In discussions about cities of the future, or perhaps, the future of cities, it is worth noting that one of the largest shifts to urban centers in world history is projected to occur in India in the next few decades (United Nations 2011). It is estimated that the middle class in Indian cities will more than triple from 31 million in 2013 to 114 million in 2025 (Economic Times 2011). Demographically, India is expected to add at least 10 million people to the job market each year for the next two decades (FICCI-Ernst & Young 2013). And Indian cities are estimated to be responsible for 75 percent of the country’s GDP in the next 15 years, with plans for a hundred new smart cities in the pipeline (Government of India 2014). Transitions of such scale place unprecedented pressures on energy resources: there is little doubt that the urban context promises to be a central determinant of the future of Indian energy, and by extension, of the future of India’s development.

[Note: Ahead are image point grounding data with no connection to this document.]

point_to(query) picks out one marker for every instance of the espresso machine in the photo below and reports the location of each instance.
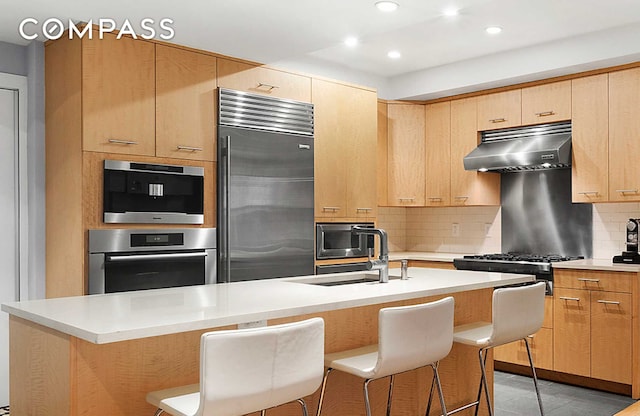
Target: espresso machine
(630, 255)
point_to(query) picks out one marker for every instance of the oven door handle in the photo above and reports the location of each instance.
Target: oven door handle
(168, 256)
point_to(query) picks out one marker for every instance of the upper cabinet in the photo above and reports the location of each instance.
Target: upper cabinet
(185, 104)
(499, 110)
(118, 95)
(590, 138)
(469, 187)
(406, 155)
(260, 80)
(624, 130)
(438, 154)
(345, 151)
(546, 103)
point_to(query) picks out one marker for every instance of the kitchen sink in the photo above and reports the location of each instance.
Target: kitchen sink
(343, 280)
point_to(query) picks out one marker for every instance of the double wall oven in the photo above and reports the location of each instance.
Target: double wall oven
(339, 250)
(128, 259)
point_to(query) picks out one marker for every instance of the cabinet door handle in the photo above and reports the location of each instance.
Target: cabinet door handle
(608, 302)
(269, 86)
(127, 142)
(189, 148)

Unravelling this future, however, is not straightforward. India is starting from a low base of development and faces enormous unmet energy needs, poor energy access, and increasing pressure from interrelated environmental concerns. How then, can it urbanize in a manner where energy needs are met, the local and global environment is preserved, and the economy and energy security are not put at risk?
One urban component that can help answer this question is the city’s built environment. There are three reasons for this. First, much of the energy consumption in cities takes place in buildings. Buildings consume more than a third of India’s electricity, and this number is set for dramatic increase with development and access to improved lifestyles (Kapoor et al. Reference Kapoor, Deshmukh and Lal2011). Yet, buildings are largely untapped in energy planning and the scale of unexploited energy efficiency potential is estimated to be of the order of 3 gigawatts per year (Natural Resources Defense Council 2012). Second, timing is of essence. Two-thirds of the commercial and high-rise residential buildings to exist between 2010 and 2030 are yet to be built (Kumar et al. Reference Kumar, Kapoor, Rawal, Seth and Walia2010). And given that buildings form long-lasting components of the economy and shape path dependencies for energy-use patterns, the next 15 years present a real occasion to lock in sustainable (or risky) consumption patterns. Third, unlike traditional pathways to meeting energy goals, the built environment offers benefits that go well beyond energy savings. These include carbon mitigation, improved energy security, job creation, and increased socioenvironmental outcomes.
Given this context, how can the role of India’s buildings be reimagined to enable better urban energy futures? Three interrelated aspects of the built environment can influence a transformative change in its energy use. The first of these is the technical, or the potential of available, accessible, and affordable energy saving technologies in the market. Most studies currently focus on this issue, in the form of macroeconomic and building-level analyses that determine the need and potential of technical efficiency. The next is the institutional or the formal and informal arrangements of regulations, finances, and capacities, which influence building energy policies and which are often in the form of voluntary or mandatory building energy codes or rating systems. And finally, it is the behavioral or the role of individual and organizational lifestyles in managing energy demand. Increasingly, a growing international literature points to the substantial potential that can be harnessed from tapping into behavioral solutions for energy savings, beyond technological fixes.
This framing deviates from India’s current technical approach to the built environment, which no doubt is an essential basis for decision-making. But this needs to be complemented with a knowledge base of institutional functioning, such as the governance of building energy policies, and equally, with the social and behavioral practices that enable energy savings. Ultimately, energy use in buildings is determined not just by how they designed, but also how they are built, commissioned, and used.
Broadening current approaches to include these interrelated aspects of the built environment will help create the often envisioned cities of the future. Moreover, since India and other transitioning economies are at the verge of much new construction, there is opportunity to configure urban infrastructure in a manner that can shape energy-use preferences and practices. Such an alternative conceptualization will require emphasizing the relationships between consumption trajectories, development, and socioenvironmental priorities. India’s built environment, where most of the energy demand infrastructure is yet to be built, provides a concrete space in which to stimulate such a shift.